Oude Zenne & industrie – Mooi contrast tussen natuur en de industriële skyline van Vilvoorde
Verbrande Brug – Brug uit 1968 op historische plek waar Spanjaarden in 1577 de originele brug vernietigden
Grimbergse Abdijkerk – Monumentale kerk met middeleeuws karakter, sfeer versterkt door vlaggen en plein
Donjon van het Prinsenbos – Enige overgebleven middeleeuwse woontoren in de regio
Maalbeekvallei – Groen wandelpad langs water en oude molens
Plantentuin van Meise (naast GR) – Eén van de grootste botanische tuinen van Europa
Spruitenveld bij Ossel – Verrassend fotogeniek stukje Vlaams platteland
Zicht op Brussel – Regelmatig uitzicht op de stad in de verte

⏳ Afstand & duur

± 27 km – Een lange maar goed te doen etappe met voldoende afwisseling, al kan het vele asfalt naar het einde toe mentaal doorwegen

⛰️ Zwaartegraad

Gemiddeld – grotendeels vlak, met een licht heuvelachtig slotstuk richting Mollem. Weinig technische stukken, maar de lengte en het asfalt vragen toch wat uithouding

⭐ Oordeel: 4/5

De Vlaamse Rand is meer dan een plek waar Vlamingen thuis zijn en de schaduw van onze hoofdstad immer aanwezig is. Het is ook een plek waar wandelaars thuis zijn, dankzij verscheidene wandelknooppuntnetwerken maar ook dankzij een eigen streekGR, de GR groene gordel. Want ondanks de onvermijdelijke verstedelijking en verkaveling, is er nog heel wat natuurpracht te vinden. Samen met een ex-collega tackelden we al twee van de zes etappes, naar Groenendaal en naar Kortenberg. Een dikke anderhalf jaar en een covidgolf of drie later lukte het dan eindelijk om het derde stuk af te wandelen. Het ijzer kon verder gesmeed worden nu het heet was, met opnieuw een langere vierde etappe.
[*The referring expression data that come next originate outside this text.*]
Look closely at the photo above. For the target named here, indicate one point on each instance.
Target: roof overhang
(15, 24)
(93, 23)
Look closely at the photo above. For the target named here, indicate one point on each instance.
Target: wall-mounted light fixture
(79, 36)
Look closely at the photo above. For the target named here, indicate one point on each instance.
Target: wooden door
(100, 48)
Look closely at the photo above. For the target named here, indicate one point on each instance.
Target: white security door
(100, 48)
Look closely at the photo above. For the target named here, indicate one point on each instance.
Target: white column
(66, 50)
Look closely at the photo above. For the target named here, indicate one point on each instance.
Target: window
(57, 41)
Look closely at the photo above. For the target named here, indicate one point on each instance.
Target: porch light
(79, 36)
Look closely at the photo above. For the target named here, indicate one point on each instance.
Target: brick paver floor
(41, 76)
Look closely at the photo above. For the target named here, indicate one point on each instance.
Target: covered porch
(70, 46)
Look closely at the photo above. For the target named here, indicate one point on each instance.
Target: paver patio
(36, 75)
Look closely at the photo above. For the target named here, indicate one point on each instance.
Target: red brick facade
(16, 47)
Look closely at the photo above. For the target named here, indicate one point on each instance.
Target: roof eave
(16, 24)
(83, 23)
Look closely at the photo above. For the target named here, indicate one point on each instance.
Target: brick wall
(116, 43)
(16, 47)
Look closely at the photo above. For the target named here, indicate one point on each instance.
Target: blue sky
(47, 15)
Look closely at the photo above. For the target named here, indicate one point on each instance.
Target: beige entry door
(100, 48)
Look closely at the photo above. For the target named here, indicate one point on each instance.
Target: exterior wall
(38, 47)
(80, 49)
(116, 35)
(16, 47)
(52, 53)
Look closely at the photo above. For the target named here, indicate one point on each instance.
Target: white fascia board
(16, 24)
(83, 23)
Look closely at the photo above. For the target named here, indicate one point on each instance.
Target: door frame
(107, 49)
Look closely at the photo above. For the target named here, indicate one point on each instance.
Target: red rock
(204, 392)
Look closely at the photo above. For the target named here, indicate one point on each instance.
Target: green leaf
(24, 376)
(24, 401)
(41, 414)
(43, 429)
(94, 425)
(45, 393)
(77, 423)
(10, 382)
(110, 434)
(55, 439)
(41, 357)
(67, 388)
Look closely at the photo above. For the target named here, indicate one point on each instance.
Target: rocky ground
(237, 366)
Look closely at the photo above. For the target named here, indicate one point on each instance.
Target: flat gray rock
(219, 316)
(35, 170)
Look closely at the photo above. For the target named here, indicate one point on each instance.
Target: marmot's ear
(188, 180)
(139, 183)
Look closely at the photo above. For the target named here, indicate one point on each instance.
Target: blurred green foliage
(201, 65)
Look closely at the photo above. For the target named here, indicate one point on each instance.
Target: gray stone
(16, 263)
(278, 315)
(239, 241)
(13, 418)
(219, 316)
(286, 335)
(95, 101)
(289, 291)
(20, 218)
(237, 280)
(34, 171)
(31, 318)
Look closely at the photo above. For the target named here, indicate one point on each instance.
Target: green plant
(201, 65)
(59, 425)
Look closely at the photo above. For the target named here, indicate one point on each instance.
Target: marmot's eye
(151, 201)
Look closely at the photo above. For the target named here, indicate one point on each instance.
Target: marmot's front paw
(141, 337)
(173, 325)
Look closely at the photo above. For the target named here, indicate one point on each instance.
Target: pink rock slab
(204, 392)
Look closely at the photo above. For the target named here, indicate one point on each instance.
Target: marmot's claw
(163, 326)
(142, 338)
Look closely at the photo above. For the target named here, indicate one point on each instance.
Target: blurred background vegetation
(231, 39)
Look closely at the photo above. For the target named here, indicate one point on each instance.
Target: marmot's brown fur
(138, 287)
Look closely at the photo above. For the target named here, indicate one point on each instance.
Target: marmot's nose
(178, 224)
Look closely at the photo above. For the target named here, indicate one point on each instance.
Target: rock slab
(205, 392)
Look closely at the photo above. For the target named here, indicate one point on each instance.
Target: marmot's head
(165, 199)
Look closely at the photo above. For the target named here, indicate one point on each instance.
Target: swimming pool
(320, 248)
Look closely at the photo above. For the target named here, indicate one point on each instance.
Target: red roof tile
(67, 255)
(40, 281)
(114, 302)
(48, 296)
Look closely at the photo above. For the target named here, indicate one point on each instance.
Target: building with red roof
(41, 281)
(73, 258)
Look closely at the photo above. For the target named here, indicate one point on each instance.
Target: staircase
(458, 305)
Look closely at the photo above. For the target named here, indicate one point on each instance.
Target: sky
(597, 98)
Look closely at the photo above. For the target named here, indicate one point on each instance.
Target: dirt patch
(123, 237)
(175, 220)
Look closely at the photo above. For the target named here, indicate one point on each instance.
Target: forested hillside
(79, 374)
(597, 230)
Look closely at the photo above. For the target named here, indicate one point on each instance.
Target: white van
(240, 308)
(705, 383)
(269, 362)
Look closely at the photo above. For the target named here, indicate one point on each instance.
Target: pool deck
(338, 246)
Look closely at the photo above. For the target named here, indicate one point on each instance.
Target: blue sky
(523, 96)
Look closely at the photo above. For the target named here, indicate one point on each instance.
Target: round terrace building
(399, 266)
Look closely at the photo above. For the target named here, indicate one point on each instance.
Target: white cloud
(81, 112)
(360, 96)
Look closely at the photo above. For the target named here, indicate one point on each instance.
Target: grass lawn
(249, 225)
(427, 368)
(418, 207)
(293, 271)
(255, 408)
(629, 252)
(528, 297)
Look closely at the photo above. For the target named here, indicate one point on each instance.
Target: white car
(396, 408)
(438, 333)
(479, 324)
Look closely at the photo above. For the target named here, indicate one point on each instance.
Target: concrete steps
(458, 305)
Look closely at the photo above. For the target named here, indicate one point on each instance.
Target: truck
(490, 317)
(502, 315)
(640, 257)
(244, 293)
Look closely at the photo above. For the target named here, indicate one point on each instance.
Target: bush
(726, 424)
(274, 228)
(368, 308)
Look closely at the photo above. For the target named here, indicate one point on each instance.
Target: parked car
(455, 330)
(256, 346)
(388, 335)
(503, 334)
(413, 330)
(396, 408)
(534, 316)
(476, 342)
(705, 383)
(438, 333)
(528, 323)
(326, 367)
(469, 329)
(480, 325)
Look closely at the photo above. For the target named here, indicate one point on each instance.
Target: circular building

Treinbeslommeringen en Zennevertier

Het vergde weliswaar enige moeite om op onze bestemming te geraken. Vlak voor Schaarbeek stond onze trein stil en kregen we te horen dat er iemand op het spoor werd gesignaleerd. Na een goed half uur mochten we, na extra supervisie door maar liefst 3 semi-bonkige mannen van Securail, toch aanzetten. Onze tijdswinst die we via de overstap realiseerde was zo meteen ongedaan gemaakt.

Eens aangekomen in Eppegem ging het van bekend terrein, langs de kerk van Eppegem, naar onontgonnen terrein, zelfs voor een geboren Zemstenaar (Wel, Weerdenaar). Al snel brengt een klein pad ons naar de Oude Zenne, met op de achtergrond af en toe een hint van industrie. De combinatie van natuur en industrie wordt pas echt vervolmaakt wanneer we in de verte de koeltorens van Vilvoorde zien.

Dichterbij passeren we een andere klassieker in de regio, de zogenaamde Verbrande Brug. De moderne, licht iconische brug uit 1968, heeft de naam gekregen door de voorganger uit de 16de eeuw die daar werd gebouwd en door de Spanjaarden in brand gestoken werd in 1577.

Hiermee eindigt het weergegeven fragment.